|The VeloBase History of Nishiki
Nishiki was a brand of bicycles designed, specified, marketed and distributed by West Coast Cycle in the United States, initially manufactured by Kawamura Cyles in Kobe, Japan and subsequently by Giant of Taiwan. The bicycles were first marketed under the American Eagle brand beginning in 1965 and later under the Nishiki brand until 2001.
Throughout the U.S. bike boom of the 1970s and into the 1980s, Nishiki and West Coast Cycle competed with domestic companies including Schwinn, Huffy, and Murray; European companies including Raleigh, Peugeot and Motobecane — as well as other nascent Japanese brands including Miyata, Fuji, Bridgestone, Panasonic, Univega, Lotus and Centurion
— itself a line of Japanese-manufactured bicycles that were specified,
distributed and marketed by Western States Imports (WSI), a U.S. company
similar to West Coast Cycle. Japanese-manufactured bikes succeeded in
the U.S. market until currency fluctuations in the late 1980s made them less competitive, leading companies to source bicycles from Taiwan.

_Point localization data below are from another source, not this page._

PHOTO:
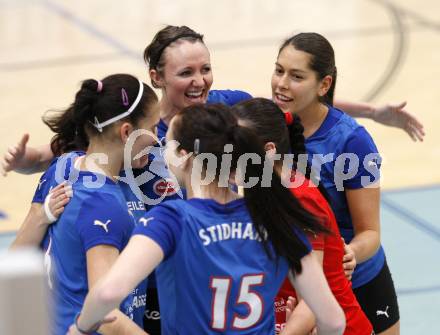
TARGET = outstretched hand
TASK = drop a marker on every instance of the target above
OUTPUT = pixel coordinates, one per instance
(397, 116)
(13, 158)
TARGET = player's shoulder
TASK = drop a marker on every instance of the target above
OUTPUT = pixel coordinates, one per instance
(227, 97)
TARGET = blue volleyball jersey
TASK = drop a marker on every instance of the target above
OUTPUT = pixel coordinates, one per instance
(134, 305)
(216, 276)
(340, 134)
(156, 172)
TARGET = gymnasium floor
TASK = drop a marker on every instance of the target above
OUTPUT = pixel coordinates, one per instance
(386, 52)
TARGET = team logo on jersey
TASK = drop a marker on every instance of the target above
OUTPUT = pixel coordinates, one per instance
(156, 170)
(165, 187)
(102, 224)
(145, 221)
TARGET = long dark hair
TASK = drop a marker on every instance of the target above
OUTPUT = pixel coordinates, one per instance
(322, 60)
(275, 212)
(268, 121)
(102, 100)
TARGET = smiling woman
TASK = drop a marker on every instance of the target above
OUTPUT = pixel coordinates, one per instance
(180, 65)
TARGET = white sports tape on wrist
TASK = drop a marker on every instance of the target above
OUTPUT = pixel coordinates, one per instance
(47, 211)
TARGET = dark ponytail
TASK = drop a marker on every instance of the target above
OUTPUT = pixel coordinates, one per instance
(153, 53)
(275, 212)
(322, 60)
(96, 101)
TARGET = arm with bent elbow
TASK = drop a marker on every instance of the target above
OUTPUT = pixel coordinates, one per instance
(36, 223)
(26, 160)
(121, 278)
(364, 207)
(388, 115)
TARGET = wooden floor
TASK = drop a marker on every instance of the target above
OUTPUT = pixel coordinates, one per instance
(386, 52)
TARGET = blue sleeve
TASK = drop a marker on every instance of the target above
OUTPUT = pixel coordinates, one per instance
(228, 97)
(361, 144)
(103, 221)
(55, 174)
(162, 224)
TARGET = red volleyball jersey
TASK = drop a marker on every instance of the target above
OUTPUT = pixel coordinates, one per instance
(333, 248)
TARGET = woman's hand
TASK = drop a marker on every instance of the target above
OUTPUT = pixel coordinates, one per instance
(57, 199)
(15, 156)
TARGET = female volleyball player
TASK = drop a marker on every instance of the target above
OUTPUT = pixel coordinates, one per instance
(222, 258)
(303, 83)
(268, 121)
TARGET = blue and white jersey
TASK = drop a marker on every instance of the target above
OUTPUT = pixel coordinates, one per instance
(215, 276)
(340, 135)
(134, 305)
(159, 178)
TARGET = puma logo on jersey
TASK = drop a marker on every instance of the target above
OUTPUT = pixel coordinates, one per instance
(145, 221)
(48, 263)
(102, 224)
(40, 183)
(385, 312)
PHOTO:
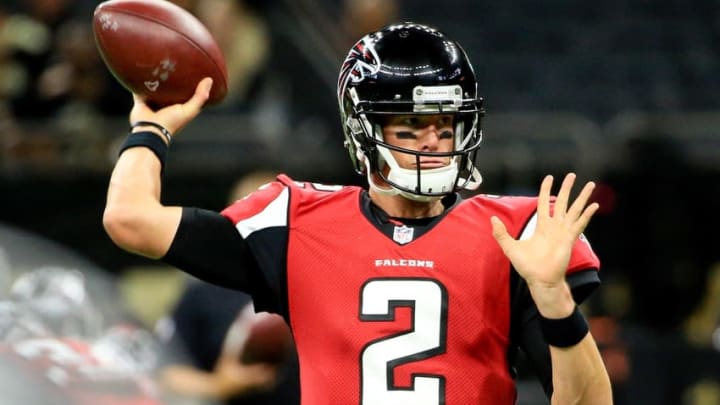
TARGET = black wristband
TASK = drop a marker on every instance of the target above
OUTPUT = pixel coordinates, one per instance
(148, 140)
(564, 332)
(162, 129)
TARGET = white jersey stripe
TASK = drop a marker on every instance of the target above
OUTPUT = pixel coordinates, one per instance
(275, 214)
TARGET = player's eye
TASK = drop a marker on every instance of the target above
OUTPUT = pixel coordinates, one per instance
(405, 135)
(410, 121)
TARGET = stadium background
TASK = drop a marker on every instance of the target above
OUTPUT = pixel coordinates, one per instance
(624, 92)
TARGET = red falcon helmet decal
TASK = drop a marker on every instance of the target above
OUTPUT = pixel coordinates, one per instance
(362, 61)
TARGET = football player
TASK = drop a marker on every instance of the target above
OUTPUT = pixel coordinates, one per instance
(401, 292)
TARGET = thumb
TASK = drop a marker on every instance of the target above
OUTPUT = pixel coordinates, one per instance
(500, 232)
(202, 94)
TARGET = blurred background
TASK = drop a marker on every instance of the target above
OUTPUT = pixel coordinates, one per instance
(624, 92)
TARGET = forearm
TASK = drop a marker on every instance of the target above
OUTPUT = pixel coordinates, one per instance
(134, 218)
(579, 375)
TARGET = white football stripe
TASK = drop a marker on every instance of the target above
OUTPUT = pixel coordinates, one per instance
(275, 214)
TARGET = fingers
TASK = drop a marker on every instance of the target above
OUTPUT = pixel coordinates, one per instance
(500, 232)
(564, 194)
(579, 204)
(544, 198)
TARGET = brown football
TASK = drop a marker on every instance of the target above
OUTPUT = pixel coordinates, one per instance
(159, 50)
(269, 340)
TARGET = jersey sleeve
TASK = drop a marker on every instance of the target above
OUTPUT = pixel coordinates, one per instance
(262, 220)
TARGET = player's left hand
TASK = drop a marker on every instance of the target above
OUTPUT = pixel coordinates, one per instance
(176, 116)
(542, 259)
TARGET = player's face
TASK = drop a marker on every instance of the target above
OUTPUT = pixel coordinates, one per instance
(423, 133)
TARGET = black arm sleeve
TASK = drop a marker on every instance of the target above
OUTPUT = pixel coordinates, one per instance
(208, 246)
(525, 327)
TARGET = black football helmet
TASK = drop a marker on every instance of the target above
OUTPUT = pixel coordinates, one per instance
(410, 68)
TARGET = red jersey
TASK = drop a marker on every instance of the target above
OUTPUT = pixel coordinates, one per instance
(393, 317)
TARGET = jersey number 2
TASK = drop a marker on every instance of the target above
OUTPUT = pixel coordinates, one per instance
(428, 302)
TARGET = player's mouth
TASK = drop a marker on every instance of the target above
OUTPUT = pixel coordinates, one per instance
(432, 164)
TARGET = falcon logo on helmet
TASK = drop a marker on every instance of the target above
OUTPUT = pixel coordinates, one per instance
(362, 61)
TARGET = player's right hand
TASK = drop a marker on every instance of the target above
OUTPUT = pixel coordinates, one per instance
(174, 117)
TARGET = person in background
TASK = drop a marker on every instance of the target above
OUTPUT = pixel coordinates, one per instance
(401, 292)
(201, 364)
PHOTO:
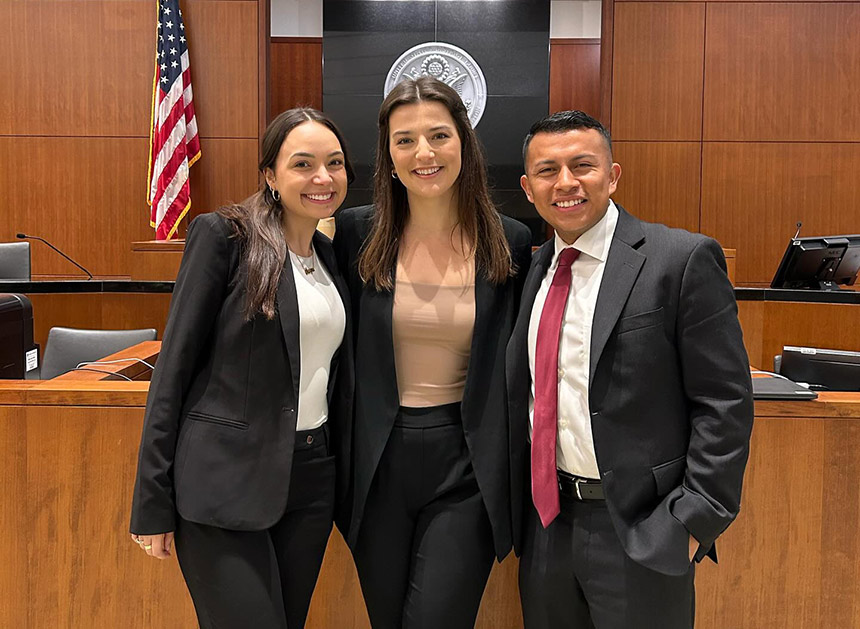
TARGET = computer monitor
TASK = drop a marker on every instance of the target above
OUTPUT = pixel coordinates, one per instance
(820, 263)
(831, 369)
(18, 354)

Nishiki got off to a good start in the U.S. market, but made the error
of selling some models to department stores, creating bad feeling
against the line among independent bicycle dealers. Nishiki lost a great
many dealers as a result of this.
Later, the Nishiki brand became a division of Derby, along with Raleigh and Univega. The Nishiki and Univega names were retired in 2001 so that Derby could concentrate on its Raleigh brand.